Scientists in the US have invented a new type of material consisting of graphene sheets -- thin films of carbon that are just one atom thick -- embedded in a polymer matrix. The composites, which conduct elecricity, could be used to make new types of microelectronics devices and circuits, as well as find use in aircraft and coatings (Nature 442 282).
Graphene — a novel type of material with good electrical properties — can be made by rubbing tiny pieces of its precursor, graphite, against a hard surface to detach flakes of the carbon material. However, this is not an easy process because the individual sheets tend to clump together. Moreover, graphite, is soft and flaky and so does not have the high mechanical strength of carbon nanotubes.
One way of making graphene more useful is to embed the graphene in a polymer matrix. However, this has not been easy because the individual sheets attract each other so strongly that they cannot be properly dispersed in a polymer solution. Rodney Ruoff at Northwestern University in Illinois and colleagues have now devised a new technique to overcome these problems.

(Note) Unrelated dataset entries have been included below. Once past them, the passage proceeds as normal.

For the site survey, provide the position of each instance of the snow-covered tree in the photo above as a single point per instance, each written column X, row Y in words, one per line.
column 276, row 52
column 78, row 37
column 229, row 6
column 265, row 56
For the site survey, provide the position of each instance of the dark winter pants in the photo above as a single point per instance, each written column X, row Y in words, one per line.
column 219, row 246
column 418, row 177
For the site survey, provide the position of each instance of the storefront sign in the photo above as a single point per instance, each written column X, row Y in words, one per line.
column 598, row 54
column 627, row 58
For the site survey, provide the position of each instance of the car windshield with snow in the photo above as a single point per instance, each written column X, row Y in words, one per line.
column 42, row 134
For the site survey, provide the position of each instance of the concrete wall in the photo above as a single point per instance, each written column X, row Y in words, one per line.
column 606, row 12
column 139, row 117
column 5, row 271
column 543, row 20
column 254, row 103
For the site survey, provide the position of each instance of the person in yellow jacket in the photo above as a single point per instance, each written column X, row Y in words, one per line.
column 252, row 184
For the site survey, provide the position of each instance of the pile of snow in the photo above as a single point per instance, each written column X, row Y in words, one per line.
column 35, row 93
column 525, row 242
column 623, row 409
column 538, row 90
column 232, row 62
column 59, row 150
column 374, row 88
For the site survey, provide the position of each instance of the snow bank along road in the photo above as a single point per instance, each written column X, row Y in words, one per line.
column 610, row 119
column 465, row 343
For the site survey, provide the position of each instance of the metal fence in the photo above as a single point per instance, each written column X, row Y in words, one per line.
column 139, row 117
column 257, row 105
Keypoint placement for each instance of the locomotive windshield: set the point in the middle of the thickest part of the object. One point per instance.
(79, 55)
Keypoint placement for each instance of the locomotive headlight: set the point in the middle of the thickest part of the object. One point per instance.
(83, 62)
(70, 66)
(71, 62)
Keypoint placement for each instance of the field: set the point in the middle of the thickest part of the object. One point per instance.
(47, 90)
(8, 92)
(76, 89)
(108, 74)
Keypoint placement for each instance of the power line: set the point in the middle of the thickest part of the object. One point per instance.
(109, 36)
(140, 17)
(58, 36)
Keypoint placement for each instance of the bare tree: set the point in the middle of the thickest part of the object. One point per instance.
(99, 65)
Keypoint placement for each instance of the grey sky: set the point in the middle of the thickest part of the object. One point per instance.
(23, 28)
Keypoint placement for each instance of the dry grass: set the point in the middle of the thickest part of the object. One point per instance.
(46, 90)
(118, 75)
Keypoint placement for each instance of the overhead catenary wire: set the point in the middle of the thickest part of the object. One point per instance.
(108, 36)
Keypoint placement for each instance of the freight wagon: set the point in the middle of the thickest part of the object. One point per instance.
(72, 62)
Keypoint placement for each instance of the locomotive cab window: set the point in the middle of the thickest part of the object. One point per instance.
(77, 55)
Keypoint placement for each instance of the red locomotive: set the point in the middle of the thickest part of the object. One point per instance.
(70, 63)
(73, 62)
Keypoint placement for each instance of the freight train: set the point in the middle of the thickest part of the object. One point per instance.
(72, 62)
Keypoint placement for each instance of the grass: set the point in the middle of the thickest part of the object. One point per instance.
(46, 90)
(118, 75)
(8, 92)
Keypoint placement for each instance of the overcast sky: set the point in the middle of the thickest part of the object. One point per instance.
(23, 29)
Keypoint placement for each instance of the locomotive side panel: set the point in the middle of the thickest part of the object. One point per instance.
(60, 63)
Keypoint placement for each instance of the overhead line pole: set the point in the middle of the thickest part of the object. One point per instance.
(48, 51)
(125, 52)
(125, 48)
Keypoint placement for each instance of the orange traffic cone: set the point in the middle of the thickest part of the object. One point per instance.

The team began by converting graphite into graphite oxide in an aqueous solution. This familiar process adds oxygen-based chemical groups to the graphite surface and leads to the bulk graphite being completely separated into single sheets. The sheets remain separate because they repel each other thanks to the oxygen-based chemical groups, which have an excess negative charge.
The researchers then “tuned” the surface of the graphite by adding certain chemical gropus so that it disperses in solvents routinely used to dissolve polymers. In this way, different polymers can be added to the solvent-graphite oxide mixture to make a composite material. The solvent is eventually removed to leave just the well-dispersed graphene sheets and polymer.
Using electron microscopy, Ruoff and co-workers observed that the polystyrene-graphene composite resembles a block of ice containing pieces of crumpled paper (figure 1). He believes the new material, which is light but stiff and tough, could be used to make fuselages for aircraft, as well as in electronics and potentially in paints and coatings.